We humans have another “drive” with which the sex drive is often confused in our cultures. We’ve recently gained more and more understanding about it—it is the enormous drive in every human being to establish intelligent communication with other intelligences.

This drive has great power. As an intelligent human, you will swim wide rivers, climb tall mountains, do anything else necessary to get in touch with another intelligence, because this is so deeply rewarding. Many words can be used to describe this drive. The word love is often used, but unfortunately this word is also often used to describe the instinctual drive towards participating in sex. The two are quite distinct from each other, quite separate. There’s no question in my mind that, of the two, much greater force and power is possessed by the drive to establish intelligent communication with another intelligence.

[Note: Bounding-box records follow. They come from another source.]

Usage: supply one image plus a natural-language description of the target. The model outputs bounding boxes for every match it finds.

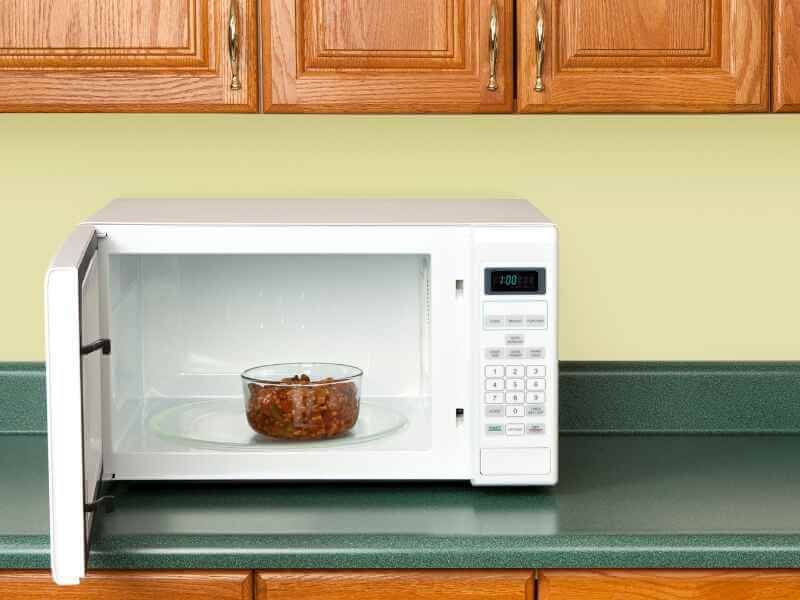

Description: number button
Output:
[526,377,544,391]
[506,379,525,391]
[527,365,544,377]
[506,365,525,377]
[525,392,544,404]
[483,365,506,377]
[486,379,506,392]
[506,406,525,417]
[483,392,505,404]
[506,392,524,404]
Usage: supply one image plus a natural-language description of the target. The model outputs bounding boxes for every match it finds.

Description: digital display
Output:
[486,269,545,294]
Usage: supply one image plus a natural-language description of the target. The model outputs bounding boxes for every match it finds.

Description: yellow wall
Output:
[0,115,800,360]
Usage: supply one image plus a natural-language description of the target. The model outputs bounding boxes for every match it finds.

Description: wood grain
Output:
[0,0,258,112]
[322,0,455,52]
[261,0,514,113]
[517,0,770,112]
[0,570,253,600]
[256,569,533,600]
[539,569,800,600]
[571,0,709,52]
[0,0,189,51]
[772,0,800,112]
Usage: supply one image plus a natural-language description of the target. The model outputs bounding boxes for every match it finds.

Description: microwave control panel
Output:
[473,227,558,485]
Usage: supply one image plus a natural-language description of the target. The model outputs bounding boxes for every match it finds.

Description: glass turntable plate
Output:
[148,398,408,451]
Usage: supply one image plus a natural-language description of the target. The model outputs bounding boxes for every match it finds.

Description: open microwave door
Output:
[45,226,105,585]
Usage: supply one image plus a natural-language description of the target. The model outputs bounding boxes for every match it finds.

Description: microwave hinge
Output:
[83,496,114,514]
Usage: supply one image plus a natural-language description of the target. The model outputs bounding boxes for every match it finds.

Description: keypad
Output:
[483,358,547,436]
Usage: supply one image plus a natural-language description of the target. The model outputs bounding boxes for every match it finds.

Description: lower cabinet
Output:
[538,569,800,600]
[0,570,253,600]
[7,569,800,600]
[256,569,534,600]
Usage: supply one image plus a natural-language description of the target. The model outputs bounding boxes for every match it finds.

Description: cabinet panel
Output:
[256,569,533,600]
[261,0,514,112]
[539,569,800,600]
[0,570,253,600]
[0,0,258,111]
[517,0,770,112]
[772,0,800,112]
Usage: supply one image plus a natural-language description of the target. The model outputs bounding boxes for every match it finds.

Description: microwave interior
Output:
[108,254,432,464]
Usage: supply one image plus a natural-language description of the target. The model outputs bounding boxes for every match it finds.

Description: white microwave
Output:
[45,200,558,584]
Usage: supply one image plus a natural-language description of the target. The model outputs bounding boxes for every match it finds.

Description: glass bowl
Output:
[242,363,364,440]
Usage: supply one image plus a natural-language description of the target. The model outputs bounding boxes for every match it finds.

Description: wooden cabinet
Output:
[261,0,514,113]
[537,569,800,600]
[0,0,258,112]
[256,569,533,600]
[0,570,253,600]
[772,0,800,112]
[517,0,772,112]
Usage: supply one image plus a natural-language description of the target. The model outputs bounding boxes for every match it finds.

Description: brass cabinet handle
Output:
[486,0,499,92]
[533,0,545,92]
[228,0,242,91]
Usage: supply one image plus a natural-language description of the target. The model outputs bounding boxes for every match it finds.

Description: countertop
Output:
[0,434,800,569]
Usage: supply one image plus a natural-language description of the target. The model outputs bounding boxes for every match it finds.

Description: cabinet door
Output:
[772,0,800,112]
[0,570,253,600]
[261,0,514,113]
[256,569,533,600]
[517,0,770,112]
[0,0,258,112]
[539,569,800,600]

This drive to be in a fond, affectionate, loving, intelligent relationship to another intelligence has nothing to do with sex (unless and until it has acquired a distress pattern). You can feel deep enjoyment from being in close contact, intimate contact, with another intelligence, regardless of whether the person involved is of opposite gender or not. It has nothing to do with sex or gender. It’s just lovely to be close in this way to another intelligence. We will probably someday use the word love as a label for this. For now, since that word is too often used for distressed attraction in our cultures, I will use the word like. To be in this kind of relationship with another human is tremendously enjoyable. Any of you who have been very successful in establishing such a relationship—isn’t this the most satisfactory part of living that you’ve ever found?

Of course this enormous drive to make intelligent connection with another intelligence is just as subject to becoming loaded with patterns as is the primitive instinct toward having sex. We can have generals “enjoying” their contact with each other as they plan the next war. Great mass stupidities still go on, carried on by intelligences that are covered and dominated by patterns. Any phenomenon that involves the functioning of a human being is subject to becoming patterned by undischarged experiences of distress becoming attached to it.

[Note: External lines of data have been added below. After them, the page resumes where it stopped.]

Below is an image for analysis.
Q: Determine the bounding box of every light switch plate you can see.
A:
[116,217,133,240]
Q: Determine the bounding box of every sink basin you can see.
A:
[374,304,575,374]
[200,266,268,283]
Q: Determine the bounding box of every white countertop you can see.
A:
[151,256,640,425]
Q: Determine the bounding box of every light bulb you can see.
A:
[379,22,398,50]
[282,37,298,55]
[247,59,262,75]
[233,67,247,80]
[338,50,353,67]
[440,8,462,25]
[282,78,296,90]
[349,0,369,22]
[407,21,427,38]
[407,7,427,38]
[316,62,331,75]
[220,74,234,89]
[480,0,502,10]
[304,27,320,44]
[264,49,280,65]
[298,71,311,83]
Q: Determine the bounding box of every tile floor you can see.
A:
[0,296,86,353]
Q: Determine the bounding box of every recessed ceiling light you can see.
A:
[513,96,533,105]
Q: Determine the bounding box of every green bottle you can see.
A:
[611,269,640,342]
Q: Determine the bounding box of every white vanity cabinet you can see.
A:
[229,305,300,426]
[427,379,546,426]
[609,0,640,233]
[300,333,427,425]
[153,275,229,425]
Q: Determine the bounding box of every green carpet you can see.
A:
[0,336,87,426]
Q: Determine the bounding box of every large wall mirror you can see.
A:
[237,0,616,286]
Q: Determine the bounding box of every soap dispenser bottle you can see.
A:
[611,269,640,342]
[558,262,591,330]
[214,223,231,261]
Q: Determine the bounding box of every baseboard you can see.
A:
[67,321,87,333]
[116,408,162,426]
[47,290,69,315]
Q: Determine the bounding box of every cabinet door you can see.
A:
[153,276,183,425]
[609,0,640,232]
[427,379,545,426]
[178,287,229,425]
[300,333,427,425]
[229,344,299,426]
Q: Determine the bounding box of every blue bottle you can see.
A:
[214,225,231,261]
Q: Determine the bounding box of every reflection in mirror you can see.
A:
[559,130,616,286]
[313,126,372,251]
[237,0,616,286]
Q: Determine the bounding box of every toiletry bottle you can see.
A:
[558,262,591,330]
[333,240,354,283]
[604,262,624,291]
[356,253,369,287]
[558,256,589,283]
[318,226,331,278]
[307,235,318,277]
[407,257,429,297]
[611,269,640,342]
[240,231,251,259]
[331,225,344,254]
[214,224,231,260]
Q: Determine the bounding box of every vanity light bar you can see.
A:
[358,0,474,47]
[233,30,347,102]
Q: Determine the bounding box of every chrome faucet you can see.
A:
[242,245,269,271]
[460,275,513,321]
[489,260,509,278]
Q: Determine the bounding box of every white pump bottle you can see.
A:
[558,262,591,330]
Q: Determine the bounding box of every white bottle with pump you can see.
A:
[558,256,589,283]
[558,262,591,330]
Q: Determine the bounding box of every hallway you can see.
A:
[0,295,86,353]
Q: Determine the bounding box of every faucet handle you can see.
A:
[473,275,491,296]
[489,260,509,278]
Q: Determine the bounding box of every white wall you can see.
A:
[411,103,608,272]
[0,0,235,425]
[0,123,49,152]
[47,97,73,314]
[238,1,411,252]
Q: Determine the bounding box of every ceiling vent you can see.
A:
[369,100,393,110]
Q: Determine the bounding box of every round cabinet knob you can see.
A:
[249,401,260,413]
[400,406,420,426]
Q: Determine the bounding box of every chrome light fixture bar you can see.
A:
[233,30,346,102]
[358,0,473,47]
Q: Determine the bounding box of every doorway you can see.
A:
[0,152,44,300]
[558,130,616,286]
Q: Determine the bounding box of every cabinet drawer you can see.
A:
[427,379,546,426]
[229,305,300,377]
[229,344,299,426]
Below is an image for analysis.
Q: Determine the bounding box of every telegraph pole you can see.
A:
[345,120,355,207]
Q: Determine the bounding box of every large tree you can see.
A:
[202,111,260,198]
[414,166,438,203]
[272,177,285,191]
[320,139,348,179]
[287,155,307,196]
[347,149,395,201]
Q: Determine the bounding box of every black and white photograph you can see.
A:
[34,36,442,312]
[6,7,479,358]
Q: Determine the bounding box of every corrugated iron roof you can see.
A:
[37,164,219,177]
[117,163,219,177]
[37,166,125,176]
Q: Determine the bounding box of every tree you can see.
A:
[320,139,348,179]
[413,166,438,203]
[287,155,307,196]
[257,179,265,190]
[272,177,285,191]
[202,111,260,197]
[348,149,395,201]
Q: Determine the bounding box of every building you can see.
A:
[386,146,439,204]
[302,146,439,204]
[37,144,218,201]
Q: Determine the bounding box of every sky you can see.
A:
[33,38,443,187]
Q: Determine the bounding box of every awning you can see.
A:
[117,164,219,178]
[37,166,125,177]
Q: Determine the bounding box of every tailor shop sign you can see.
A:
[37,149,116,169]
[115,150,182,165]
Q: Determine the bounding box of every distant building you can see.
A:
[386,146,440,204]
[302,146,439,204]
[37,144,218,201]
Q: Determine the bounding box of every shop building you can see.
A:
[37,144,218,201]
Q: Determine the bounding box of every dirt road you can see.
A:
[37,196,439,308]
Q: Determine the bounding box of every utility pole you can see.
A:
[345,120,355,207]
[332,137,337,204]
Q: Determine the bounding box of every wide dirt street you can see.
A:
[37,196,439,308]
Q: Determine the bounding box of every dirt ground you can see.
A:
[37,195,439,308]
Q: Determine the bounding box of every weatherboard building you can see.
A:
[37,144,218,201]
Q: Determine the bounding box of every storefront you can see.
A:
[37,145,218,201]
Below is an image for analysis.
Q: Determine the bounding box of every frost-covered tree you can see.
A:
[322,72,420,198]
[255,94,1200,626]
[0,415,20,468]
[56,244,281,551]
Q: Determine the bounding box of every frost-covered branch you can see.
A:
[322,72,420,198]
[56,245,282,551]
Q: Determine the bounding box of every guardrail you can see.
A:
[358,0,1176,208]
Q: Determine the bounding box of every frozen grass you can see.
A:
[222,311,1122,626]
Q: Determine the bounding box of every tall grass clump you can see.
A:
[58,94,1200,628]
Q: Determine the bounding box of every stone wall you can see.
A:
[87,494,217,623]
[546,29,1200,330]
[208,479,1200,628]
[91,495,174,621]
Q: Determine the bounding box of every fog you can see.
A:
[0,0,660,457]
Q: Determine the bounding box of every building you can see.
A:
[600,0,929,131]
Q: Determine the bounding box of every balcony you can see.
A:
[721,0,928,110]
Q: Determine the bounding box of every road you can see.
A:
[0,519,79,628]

The combination of patterns and the sex instinct, and the combination of patterns and our brilliant intelligences, intertwine with each other. I think it will be helpful to Co-Counsel with each other with this in mind—looking at each of the big drives and discharging any patterns that have become attached to each of them, and then looking at any ways the two drives have gotten tangled up together, and discharging any patterns that have gotten attached to the combination.